Inside Llewyn Davis may have won a slew of prizes from the National Society of Film Critics, muting its recent losses, there’s little doubt that the Coen Brothers’ film has suffered in recent weeks. Getting left off the Producers Guild and Writers Guild lists has to be quite disappointing. Even with its solid showing with the critics, the film hasn’t been developing the momentum a typical Best Picture nominee should have. However, this is a Scott Rudin production and he’s one of the heavy hitters in flogging year-end Best Picture contenders. It’s also worth noting that The Coen’s A Serious Man also failed to appear on the Producers Guild slate, but managed a Best Picture nomination in spite of that.

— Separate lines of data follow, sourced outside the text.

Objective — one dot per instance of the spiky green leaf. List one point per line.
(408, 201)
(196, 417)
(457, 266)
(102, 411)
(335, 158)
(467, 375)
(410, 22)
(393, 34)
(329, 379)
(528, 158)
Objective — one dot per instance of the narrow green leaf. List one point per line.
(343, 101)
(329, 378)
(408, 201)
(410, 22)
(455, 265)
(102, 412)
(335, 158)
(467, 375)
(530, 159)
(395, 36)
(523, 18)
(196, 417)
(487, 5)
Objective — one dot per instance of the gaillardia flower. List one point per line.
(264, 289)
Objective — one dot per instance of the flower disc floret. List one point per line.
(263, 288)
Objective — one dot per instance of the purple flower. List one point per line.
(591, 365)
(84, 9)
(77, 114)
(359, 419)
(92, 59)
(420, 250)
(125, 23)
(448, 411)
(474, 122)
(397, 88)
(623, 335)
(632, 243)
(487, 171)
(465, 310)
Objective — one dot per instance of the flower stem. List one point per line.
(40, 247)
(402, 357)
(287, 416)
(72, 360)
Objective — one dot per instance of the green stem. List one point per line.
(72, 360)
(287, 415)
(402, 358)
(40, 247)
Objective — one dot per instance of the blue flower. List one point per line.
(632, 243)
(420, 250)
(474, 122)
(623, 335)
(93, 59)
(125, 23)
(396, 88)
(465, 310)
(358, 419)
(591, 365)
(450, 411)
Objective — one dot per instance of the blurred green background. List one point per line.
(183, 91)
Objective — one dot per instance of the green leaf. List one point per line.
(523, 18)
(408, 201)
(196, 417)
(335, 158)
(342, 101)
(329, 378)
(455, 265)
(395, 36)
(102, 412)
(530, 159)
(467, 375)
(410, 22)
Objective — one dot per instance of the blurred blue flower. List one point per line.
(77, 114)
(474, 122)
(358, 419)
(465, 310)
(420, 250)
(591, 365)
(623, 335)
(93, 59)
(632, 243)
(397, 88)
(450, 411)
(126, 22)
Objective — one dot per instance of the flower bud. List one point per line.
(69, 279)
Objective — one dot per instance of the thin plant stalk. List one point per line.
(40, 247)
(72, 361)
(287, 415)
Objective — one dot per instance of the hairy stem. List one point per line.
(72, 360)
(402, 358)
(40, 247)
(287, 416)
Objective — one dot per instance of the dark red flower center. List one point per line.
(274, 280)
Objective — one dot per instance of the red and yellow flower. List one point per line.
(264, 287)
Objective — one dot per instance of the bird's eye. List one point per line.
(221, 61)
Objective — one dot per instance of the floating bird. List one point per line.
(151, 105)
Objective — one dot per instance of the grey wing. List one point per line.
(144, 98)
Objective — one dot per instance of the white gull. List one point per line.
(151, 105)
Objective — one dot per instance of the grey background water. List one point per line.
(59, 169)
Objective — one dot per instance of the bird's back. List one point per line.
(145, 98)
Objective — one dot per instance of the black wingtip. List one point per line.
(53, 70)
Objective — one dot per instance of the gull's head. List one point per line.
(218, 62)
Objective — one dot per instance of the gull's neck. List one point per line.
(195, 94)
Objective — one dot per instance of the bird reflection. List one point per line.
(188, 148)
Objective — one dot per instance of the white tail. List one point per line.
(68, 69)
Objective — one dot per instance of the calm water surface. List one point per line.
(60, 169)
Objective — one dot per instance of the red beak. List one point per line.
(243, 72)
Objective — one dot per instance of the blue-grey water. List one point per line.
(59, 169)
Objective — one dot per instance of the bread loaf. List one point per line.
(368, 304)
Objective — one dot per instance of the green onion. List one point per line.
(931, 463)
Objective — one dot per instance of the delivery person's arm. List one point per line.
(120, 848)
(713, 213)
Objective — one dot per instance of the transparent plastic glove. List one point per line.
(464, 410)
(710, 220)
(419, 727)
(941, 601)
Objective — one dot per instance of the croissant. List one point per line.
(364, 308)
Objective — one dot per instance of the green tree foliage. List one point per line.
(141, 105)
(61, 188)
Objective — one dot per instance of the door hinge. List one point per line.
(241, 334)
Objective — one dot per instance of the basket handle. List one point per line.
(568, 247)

Harvey Weinstein has never struggled so mightily to find his precursor season footing. In typical years’ past, he’s had a small number of films to champion for Oscar consideration. This year, he came into the season with four to five selections that could be contender and he hasn’t been able to develop a consensus around any particular choice so far. Mandela: Long Walk to Freedom was marred by critics and has been non-present with the vast majority of precursors. August: Osage County has earned acting citations, but the film has been a definite no-show with critics also failing to find interest in it. Fruitvale Station had some success early in the year, especially with critics, but it almost feels like Weinstein had forgotten about the film’s potential and remembered too late to do anything. Lee Daniels’ The Butler has the pedigree to dominate, but has also been a misfire with critics and has received numerous blows from various groups this season. Philomena has been quietly building word of mouth and even showed up in the top ten at the box office a few weeks back. The film has gotten quite a bit of attention and could be the one he finally settles on, but is it too late? The Writers Guild didn’t recognize it and neither did the Producers Guild. Matter of fact, the Weinsteins were shut out of the PGA nominations and August, based on its legit pedigree was the only one of his films to show up at the WGA, though some of his films were ineligible.